On October 28, the Texas Medical Association (TMA), a trade association that represents more than 55,000 physicians and medical students, filed a lawsuit in the Eastern District of Texas challenging key portions of CMS's proposed regulations implementing the No Surprises Act (Act). [1] We previously issued client alerts summarizing Part I and Part II of the proposed rules.

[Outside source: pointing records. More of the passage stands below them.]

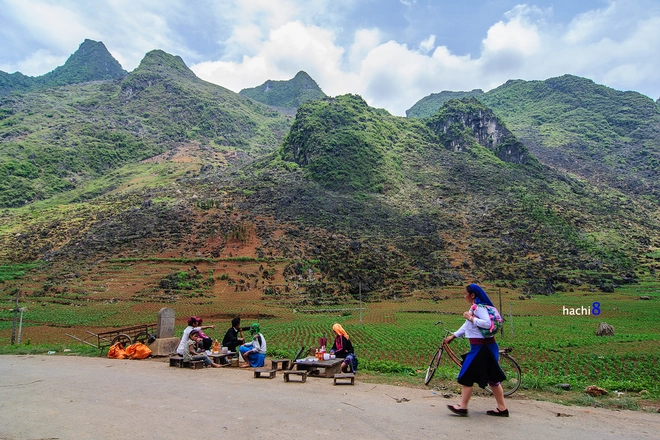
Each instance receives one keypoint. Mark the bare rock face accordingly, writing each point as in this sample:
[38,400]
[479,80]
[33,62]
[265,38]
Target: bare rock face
[594,391]
[604,329]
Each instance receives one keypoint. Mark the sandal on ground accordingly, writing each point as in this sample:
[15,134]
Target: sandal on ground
[460,411]
[498,413]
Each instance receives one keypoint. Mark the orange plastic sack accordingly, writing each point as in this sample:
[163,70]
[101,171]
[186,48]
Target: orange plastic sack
[138,351]
[117,351]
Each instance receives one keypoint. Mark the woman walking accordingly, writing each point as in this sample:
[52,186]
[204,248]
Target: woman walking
[481,363]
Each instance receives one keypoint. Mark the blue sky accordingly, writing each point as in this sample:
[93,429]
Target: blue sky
[392,52]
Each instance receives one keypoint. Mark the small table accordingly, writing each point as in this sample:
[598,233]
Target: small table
[330,367]
[218,357]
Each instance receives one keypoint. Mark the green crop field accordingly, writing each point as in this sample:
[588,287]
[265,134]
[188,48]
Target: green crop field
[395,337]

Specifically, TMA alleges that the regulations "were improperly issued without the requisite notice and comment[,] and … unlawfully restrict [independent dispute resolution] entities' ability to consider and exercise their discretion weighing all of the required factors identified by Congress when selecting the appropriate payment amount" for out-of-network services. [2]

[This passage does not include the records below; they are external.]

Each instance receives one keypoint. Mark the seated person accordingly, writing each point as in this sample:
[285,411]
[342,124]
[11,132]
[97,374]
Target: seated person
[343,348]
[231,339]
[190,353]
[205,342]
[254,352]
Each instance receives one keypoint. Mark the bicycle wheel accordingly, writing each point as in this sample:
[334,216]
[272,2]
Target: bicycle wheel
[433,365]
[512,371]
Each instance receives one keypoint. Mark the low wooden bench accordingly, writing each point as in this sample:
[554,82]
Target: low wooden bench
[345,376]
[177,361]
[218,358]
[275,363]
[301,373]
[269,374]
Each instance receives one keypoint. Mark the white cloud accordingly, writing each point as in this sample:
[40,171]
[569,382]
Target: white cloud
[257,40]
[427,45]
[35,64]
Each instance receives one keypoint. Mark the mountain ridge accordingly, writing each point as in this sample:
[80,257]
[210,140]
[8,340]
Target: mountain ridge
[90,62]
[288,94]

Qualifying Payment Amount (QPA)
TMA's primary attack is on the Qualifying Payment Amount (QPA), which the regulations set as the default payment for out-of-network reimbursement rates. Introduced by the Act, [3] the QPA is the payor's median contract rate for the same or similar service in the relevant region. [4]
In the event of a dispute over out-of-network reimbursement rates, the proposed regulations require the independent dispute resolution (IDR) entity to begin with the presumption that the QPA establishes the appropriate rate, allowing for departure from the QPA only if a party presents evidence that "clearly demonstrates that the [QPA] is materially different from the appropriate out-of-network rate." [5]
TMA argues that the presumption in favor of the QPA [6] unfairly favors payors "and undermine[s] providers' ability to obtain adequate compensation for their services." [7] TMA contends that this presumption departs from the Act's requirement that out-of-network reimbursement rates be established by considering a number of factors, only one of which was the QPA, and none of which are afforded priority when determining out-of-network rates. Specifically, the Act requires the IDR to consider: 1) any information requested by the IDR entity from the parties; 2) additional information submitted by a party relating to (a) the level of training, experience, and quality and outcome measurements of the provider or facility that furnished the IDR item or service, (b) the market share held by the provider or facility in which the IDR item or service was provided, (c) the acuity of the recipient of the IDR item or service, (d) the teaching status, case mix, and scope of services of the facility that provided the IDR item or service, and (e) demonstration of good faith efforts (or lack thereof) made by the provider, facility, or plan to enter into network agreements with each other; and 3) any additional information submitted by a party that does not include information on the factors in (a)-(e). [8]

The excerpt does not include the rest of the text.